Abstract
Hypoallergenic wheat flour was produced by polished-graded method using a rice polishing machine. Eight fractions (C1–C8) of polished-graded wheat flours were obtained step wise from the outer layer of whole wheat grains by 10% of the total weight, and the distribution of allergenic protein in each fraction was determined. The salt-soluble (albumin/globulin), salt-insoluble (glutenin) and alcohol-soluble (gliadin) proteins obtained from the polished-graded wheat flours were tested for the allergen assay with immunodetection using the sera of wheat allergenic patients. Immunoblotting results confirmed that the innermost fraction (C8) contained a smaller amount of allergenic proteins. Albumin/globulin groups in all fractions (C1–C8) showed different IgE-reactivity patterns, the 60–75 kDa proteins appeared in all of fraction flours. It was higher in C3–C5 fractions. Fractions C3 and C4 contained higher amount of specific wheat allergenic protein including 60–75, 35, 22, and < 20 kDa. IgE-antibody also bound to glutenin (25–37 kDa), especially in C3 and C4, but the binding proteins showed quite faint bands. Gliadin was found in all fractions of wheat flour. We propose that polishing is an appropriate method to obtain hypoallergenic wheat flours, and the fraction C8 may be possible to be consumed by people suffering from wheat allergy.
INTRODUCTION
Wheat is one of the foods which are the most commonly responsible for allergic reactions in children and adults. The occurrence of wheat allergy is increasing in recent years. This phenomenon becomes a serious problem globally, since wheat is the most predominantly consumed crop in the world. Generally, wheat-associated allergy represents the allergic reaction suffered by people who consume various wheat products. The major symptoms are eczema and urticaria that occur shortly after wheat products have been eaten, normally conducing in skin eruption and itching, followed by a severe eruption unless the patients stop eating wheat products.[Citation1,Citation2] Thus, the patients' quality of life (QOL) is significantly affected in developed countries where the custom of consuming wheat products is continued. Therefore, the application of pseudocereal as amaranth grain flour is recommended for breadmaking.[Citation3]

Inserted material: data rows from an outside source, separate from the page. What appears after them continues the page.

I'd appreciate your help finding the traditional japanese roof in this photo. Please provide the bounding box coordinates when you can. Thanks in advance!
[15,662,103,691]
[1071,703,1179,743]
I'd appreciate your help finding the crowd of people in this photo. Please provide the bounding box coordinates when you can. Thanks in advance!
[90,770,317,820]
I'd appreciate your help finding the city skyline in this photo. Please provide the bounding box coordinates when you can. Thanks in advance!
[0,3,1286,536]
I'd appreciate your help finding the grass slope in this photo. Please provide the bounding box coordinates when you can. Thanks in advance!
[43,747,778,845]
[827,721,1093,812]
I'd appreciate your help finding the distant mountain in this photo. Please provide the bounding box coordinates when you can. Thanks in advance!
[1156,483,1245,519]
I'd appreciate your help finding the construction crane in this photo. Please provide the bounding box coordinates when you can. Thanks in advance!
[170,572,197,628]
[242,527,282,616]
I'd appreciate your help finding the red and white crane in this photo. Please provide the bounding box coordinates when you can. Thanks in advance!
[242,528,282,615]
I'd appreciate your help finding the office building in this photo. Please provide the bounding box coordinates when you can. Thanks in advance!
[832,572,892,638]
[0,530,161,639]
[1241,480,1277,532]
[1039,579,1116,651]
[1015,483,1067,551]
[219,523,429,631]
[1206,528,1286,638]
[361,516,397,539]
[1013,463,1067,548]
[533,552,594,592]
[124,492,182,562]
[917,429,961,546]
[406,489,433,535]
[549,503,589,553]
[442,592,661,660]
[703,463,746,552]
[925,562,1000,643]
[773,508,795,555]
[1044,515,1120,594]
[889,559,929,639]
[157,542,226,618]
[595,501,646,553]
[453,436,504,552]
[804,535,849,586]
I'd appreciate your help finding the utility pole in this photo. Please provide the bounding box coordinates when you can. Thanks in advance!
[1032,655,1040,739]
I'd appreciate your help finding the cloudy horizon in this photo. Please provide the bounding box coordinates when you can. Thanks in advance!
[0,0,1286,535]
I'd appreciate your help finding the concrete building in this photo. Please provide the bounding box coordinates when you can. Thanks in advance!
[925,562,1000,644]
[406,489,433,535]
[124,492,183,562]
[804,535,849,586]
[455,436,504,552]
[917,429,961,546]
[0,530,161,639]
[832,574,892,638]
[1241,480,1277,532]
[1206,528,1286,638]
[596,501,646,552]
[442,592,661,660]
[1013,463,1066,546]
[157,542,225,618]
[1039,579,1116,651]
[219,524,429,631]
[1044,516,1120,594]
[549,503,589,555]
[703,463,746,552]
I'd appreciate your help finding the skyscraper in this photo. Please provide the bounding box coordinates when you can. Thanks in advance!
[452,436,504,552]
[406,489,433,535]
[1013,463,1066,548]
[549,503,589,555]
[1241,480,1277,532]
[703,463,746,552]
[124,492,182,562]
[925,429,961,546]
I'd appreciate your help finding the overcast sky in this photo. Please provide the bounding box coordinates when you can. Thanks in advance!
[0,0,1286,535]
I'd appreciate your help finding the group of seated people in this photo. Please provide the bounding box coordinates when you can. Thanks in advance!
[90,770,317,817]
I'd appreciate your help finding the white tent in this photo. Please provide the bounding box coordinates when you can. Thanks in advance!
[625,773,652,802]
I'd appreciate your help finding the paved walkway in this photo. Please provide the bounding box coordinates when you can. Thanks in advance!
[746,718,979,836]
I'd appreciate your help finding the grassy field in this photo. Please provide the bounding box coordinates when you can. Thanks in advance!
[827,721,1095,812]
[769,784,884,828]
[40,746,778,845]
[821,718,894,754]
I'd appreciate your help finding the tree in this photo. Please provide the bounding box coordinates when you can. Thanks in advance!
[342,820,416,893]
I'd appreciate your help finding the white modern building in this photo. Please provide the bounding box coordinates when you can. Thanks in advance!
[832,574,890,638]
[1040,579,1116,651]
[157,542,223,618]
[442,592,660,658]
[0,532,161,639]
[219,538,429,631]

A relationship between protein solubility and various clinical manifestations of wheat allergy has been suggested. According to their solubility, wheat proteins are classified into three fractions: salt-soluble (albumin and globulin), salt-insoluble (glutenin), and alcohol soluble (gliadin).[Citation4] Tsubaki et al.[Citation5] reported that a major wheat allergen occurs with a salt-soluble fraction. Salt-soluble proteins are absorbed in the respiratory tract and therefore suggested to elicit IgE-mediated allergic reactions.[Citation6] On the other hand, Watanabe et al.[Citation7] found that most patients with wheat allergy were sensitive to low molecular weight glutenin, which may be resistant to digestion during passage through the stomach and small intestine. These observations indicate that various wheat proteins are allergenic. Therefore, more specific information on their nature and distribution is needed for the prevention of wheat allergy. Eventually, development of hypoallergenic wheat products can improve QOL for allergic patients.
To eliminate allergenic proteins, several food-processing techniques[Citation8] have been applied to wheat products. It has been reported that the proteinaceous allergen of wheat flour was hydrolyzed and decomposed by digestion with cellulase and actinase.[Citation7,Citation9] In addition, Kobayashi et al.[Citation10] reported that the Japanese soy sauce did not contain the allergenic wheat proteins, and the protease induced by microorganisms in the stage of fermentation of soy sauce degraded the major allergenic wheat proteins.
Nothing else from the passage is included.